Saturday, April 6, 2013

UMHS Drug Information

Posted by Kristen Gardner at Saturday, April 06, 2013

I completed my drug information rotation at UMHS with Dr. Abraham Bazzi as my preceptor of record (BTW He is awesome!). 

This rotation was really fun! The environment was more relaxed with an energetic primary preceptor and very knowledge and well-respected secondary preceptors.

The drug information service is a student run service with 2 students at the site per rotation block. You split the phone shift (9am-4pm) between the two of you such that one student answers the phone from 9am-12:30pm and the second student fields requests from 12:30pm-4pm. When the resident is on site, you run the question and response by the resident and only go to the preceptor as needed.
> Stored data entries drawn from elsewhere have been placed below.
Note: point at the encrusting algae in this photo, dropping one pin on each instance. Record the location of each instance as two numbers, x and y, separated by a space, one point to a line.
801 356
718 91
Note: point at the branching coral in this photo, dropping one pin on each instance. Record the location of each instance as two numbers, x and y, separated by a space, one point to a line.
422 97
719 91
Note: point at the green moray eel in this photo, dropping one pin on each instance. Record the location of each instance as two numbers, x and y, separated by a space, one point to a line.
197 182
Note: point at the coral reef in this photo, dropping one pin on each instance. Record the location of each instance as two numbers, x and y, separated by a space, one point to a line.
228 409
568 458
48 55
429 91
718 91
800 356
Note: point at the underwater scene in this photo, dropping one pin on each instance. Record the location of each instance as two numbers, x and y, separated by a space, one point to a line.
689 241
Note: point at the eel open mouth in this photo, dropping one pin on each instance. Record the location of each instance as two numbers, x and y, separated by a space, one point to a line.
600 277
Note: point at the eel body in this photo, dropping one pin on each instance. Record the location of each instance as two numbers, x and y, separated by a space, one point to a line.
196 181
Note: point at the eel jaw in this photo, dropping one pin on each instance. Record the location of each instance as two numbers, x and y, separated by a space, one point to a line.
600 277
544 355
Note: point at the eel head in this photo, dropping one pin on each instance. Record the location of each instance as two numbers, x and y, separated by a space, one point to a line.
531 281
When the resident is not there you will run the question/response by the preceptor of the day (the staff rotate this role through the rotation).

  • Complete a pharmacy & therapeutics (P&T) manuscript (my topic= antithrombin III)
  • Complete an external review of a compounding pharmacy
  • Answer drug information requests by phone, page, and email
  • Prepare an article for the UM Newsletter (my topic= tolvaptan associated liver enzyme elevations)
  • Complete 2 medwatch reports
  • Attend meetings with the preceptors (drug shortage conference calls, pre P&T meeting, P&T meeting, product vendor selection committee meeting, etc.)
  • Attend (per availability) the resident research proposals, final report, and CE sessions at the hospital

I like this rotation because you get to know the residents more and interact with all the preceptors. Each of them approach things differently and it is great to gain this perspective. They are all very friendly and knowledgeable.
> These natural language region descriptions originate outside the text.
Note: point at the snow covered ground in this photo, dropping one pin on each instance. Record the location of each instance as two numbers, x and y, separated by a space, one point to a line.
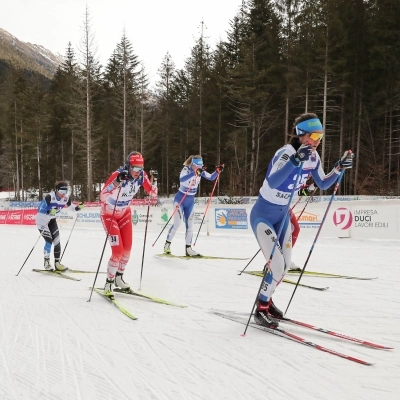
54 344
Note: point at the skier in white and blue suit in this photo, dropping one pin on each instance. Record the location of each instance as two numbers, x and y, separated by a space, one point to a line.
272 204
46 222
189 179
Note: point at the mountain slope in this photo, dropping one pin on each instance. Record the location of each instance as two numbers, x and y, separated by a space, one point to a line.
28 56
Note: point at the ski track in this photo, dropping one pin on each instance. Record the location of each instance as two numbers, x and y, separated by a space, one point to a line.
54 344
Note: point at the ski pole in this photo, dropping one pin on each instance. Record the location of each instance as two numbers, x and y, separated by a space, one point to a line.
205 212
66 244
176 209
316 237
144 244
268 266
104 246
30 252
241 272
308 200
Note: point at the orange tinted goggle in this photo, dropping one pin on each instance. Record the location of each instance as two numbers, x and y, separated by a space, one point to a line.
316 136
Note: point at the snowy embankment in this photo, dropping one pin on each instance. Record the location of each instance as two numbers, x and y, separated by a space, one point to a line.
54 344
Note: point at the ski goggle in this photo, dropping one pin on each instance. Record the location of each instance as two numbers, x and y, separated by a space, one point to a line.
316 136
198 162
308 126
136 169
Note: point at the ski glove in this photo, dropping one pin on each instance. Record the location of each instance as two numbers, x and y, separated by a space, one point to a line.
303 154
154 174
121 176
79 206
306 190
346 161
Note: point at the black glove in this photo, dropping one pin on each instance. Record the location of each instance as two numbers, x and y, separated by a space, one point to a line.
122 176
303 154
346 161
306 190
79 206
154 174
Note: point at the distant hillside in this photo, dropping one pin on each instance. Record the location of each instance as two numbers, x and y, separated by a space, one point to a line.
28 56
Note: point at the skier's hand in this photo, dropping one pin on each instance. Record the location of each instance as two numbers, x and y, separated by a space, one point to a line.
79 206
121 176
154 174
346 161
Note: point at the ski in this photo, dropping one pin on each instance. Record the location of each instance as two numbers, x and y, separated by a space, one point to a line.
261 274
199 256
336 334
307 286
56 273
312 327
146 296
298 339
115 302
78 271
297 271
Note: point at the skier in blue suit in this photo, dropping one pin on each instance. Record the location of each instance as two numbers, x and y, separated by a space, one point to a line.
189 179
271 207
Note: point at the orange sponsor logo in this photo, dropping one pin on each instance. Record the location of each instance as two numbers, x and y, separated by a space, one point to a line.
306 217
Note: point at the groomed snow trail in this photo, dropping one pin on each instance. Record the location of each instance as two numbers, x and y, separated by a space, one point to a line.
54 344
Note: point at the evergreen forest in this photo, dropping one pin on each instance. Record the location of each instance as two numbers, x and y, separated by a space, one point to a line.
233 102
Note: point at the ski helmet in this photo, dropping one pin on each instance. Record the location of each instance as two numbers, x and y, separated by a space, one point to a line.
62 187
134 158
308 126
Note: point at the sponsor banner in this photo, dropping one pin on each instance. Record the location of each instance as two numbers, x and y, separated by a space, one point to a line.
373 221
24 204
14 217
231 218
92 217
308 220
29 217
3 217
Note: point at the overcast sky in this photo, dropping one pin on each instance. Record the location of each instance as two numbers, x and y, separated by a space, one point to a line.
153 26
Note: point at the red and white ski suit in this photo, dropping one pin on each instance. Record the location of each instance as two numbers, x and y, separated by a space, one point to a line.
115 210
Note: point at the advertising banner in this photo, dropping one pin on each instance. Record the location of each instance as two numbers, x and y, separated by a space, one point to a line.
28 217
14 217
231 218
3 217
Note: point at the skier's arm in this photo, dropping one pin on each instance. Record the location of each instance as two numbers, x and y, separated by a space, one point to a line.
150 188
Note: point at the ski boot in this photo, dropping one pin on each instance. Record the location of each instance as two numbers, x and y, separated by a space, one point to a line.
109 287
263 317
294 268
190 252
47 265
274 311
167 247
119 282
58 266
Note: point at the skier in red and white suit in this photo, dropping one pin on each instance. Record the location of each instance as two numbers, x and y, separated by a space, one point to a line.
116 197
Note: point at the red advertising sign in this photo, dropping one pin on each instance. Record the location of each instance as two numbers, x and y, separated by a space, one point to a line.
29 217
3 217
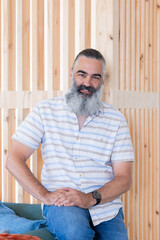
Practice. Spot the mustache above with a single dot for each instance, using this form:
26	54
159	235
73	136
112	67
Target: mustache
83	87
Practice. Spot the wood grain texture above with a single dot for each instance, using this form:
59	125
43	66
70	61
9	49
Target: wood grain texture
39	40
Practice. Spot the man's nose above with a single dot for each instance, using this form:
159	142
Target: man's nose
88	81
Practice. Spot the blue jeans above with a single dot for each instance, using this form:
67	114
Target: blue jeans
74	223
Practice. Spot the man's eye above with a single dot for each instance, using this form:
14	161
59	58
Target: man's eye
96	78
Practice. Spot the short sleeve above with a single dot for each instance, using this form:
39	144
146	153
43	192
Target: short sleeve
122	149
30	132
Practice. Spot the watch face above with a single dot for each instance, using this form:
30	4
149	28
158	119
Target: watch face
96	194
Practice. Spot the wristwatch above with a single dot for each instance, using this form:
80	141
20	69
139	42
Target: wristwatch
96	195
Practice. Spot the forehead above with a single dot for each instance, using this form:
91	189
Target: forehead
89	65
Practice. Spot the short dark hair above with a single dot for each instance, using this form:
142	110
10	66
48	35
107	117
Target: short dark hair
90	53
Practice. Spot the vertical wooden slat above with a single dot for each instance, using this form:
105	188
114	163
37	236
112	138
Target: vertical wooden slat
11	45
26	44
6	194
127	45
71	30
88	24
23	195
11	130
40	43
79	25
133	33
122	60
141	57
137	172
19	45
150	45
48	40
56	45
64	44
137	48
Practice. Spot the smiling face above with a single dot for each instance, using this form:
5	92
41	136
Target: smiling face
88	75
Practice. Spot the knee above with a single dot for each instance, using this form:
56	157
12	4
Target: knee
74	232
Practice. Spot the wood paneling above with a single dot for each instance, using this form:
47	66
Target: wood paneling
39	40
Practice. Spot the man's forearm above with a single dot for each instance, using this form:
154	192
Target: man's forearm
19	169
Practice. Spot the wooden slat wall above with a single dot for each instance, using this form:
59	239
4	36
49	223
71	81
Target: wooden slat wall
136	93
38	42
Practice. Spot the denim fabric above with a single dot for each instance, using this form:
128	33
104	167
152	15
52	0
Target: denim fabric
14	224
67	223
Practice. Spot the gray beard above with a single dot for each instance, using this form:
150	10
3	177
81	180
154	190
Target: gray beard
82	104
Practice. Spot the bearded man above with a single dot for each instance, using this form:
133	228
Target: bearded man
87	154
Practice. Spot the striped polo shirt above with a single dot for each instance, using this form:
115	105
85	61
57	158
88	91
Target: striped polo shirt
78	158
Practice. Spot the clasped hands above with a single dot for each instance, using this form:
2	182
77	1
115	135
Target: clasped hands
70	197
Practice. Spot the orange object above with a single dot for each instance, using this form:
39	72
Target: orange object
5	236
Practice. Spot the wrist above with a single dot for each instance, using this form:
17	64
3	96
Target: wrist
90	200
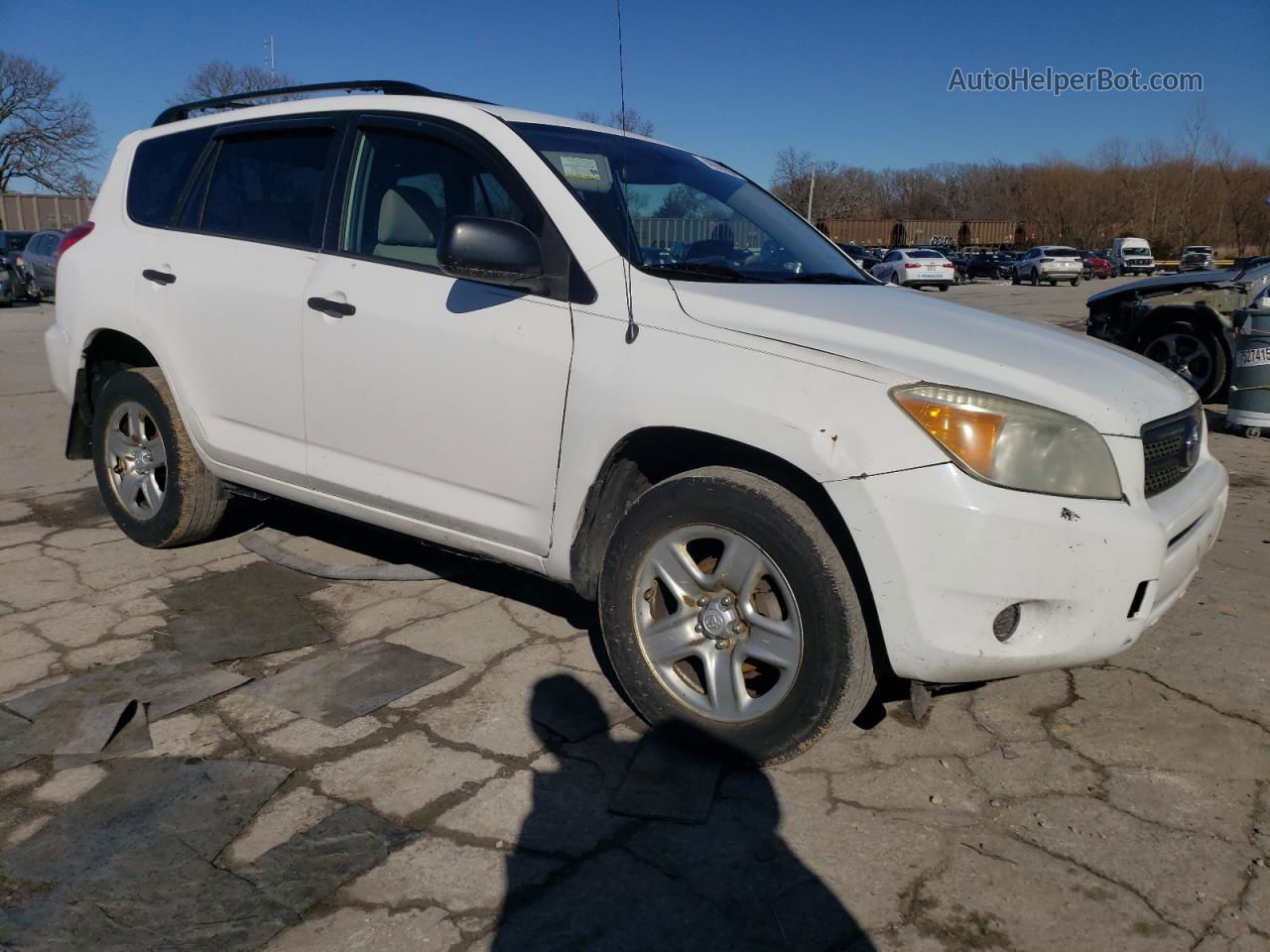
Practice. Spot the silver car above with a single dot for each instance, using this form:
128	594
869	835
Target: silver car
40	259
1052	263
At the end of the rotation, I came away with much more confidence answering drug information requests. Additionally, I no longer have a fear of, “Oh my, what am I going to be asked when I pick up this phone?” We are very lucky at UMHS to have extensive resources available at our fingertips. Several calls we get are from other institutions wanting to know our practices or protocols. It is quite remarkable.
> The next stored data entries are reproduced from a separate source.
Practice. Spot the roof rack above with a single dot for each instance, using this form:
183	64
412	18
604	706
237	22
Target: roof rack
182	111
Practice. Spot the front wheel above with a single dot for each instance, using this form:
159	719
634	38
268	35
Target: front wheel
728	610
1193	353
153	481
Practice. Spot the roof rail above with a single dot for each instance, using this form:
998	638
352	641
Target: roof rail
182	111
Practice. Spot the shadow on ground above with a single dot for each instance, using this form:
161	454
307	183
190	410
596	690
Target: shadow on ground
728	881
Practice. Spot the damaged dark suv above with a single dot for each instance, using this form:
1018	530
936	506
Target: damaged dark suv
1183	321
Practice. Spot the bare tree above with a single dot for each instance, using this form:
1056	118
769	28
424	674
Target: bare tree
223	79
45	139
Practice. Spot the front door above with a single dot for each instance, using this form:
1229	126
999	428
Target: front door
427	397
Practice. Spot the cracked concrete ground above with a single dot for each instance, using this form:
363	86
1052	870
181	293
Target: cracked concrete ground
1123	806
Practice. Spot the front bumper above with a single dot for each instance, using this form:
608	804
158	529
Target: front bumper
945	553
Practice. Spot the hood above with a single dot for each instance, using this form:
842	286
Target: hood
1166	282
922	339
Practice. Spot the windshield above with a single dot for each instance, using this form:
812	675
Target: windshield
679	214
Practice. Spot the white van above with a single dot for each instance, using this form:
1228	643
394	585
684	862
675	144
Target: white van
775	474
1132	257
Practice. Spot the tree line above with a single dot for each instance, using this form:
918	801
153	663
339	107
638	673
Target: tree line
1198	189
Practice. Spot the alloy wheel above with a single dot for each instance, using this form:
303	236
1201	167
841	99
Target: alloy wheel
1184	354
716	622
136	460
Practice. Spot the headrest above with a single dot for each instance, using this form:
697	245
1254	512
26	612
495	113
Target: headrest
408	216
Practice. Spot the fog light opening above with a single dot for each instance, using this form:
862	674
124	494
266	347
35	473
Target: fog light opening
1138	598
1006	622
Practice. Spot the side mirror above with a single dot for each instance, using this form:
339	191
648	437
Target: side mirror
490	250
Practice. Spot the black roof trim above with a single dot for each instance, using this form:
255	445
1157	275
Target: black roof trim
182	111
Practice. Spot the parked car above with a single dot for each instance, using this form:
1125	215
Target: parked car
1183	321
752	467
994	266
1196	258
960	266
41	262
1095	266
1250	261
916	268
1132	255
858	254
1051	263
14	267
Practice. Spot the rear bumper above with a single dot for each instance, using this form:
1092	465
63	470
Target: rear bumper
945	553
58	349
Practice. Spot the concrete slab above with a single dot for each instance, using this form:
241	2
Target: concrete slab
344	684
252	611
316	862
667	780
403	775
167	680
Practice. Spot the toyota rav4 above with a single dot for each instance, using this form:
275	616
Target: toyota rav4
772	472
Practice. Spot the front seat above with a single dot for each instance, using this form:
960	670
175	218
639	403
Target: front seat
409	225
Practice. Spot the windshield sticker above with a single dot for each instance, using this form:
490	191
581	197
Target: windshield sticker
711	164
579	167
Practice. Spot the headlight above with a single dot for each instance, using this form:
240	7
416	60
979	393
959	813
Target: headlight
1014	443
A sample of the types of questions I was asked
  • Can we compound or obtain any quinacrine product?
  • What is the conversion from tablet to suspension formulation of megestrol acetate?
  • How to adjust carbamazepine dosage using serum levels
  • Can a patient taking Trileptal consume pomelo fruit? (FYI= research indicates that pomelo fruit (some varieties) inhibit CYP3A4 to an extent similar to grapefruit juice!); however, Trileptal is not primarily metabolized via this route…..
  • Drug interaction questions (LOTS OF THEM)
  • Alternative antidepressant for a patient who experience QT prolongation with fluoxetine
  • Recipes and whether or not tablets can be crushed/given via tubes somehow (LOTS OF THEM)
  • Options for administering selenium as a result of the never ending shortage of this trace element (Thank you Dr. Kraft)
  • Is a medication still good after being stored outside package insert parameters

  • Be cautious assuming everyone understands pharmacokinetic drug interactions related to CYP450 enzymes. In my experience, it is best to communicate using the both languages about 1) Drug A is a CYP2C9 substrate and Drug B is a CYP2C9 inhibitor; therefore 2) Drug B would be expected to inhibit the metabolism of Drug A resulting in increased levels of Drug A vs. expecting the other person to make the connection. I found this to be true more so among the nurses vs. physicians.
  • Always remember to consider alternatives/back-up plans when responding to drug information requests
  • When assessing whether medications can be administered down tubes, consider the formulation of the drug product. For example, when assessing this for dronabinol, the medication is formulated in sesame oil and is not soluble in water; therefore, in the absence of data we could not recommend for it to be given via this route as it would likely adhere to the tube and you could not rinse it down with an aliquot of water. 
  • Micromedex has some helpful therapeutic resources!!! Just search and try it out!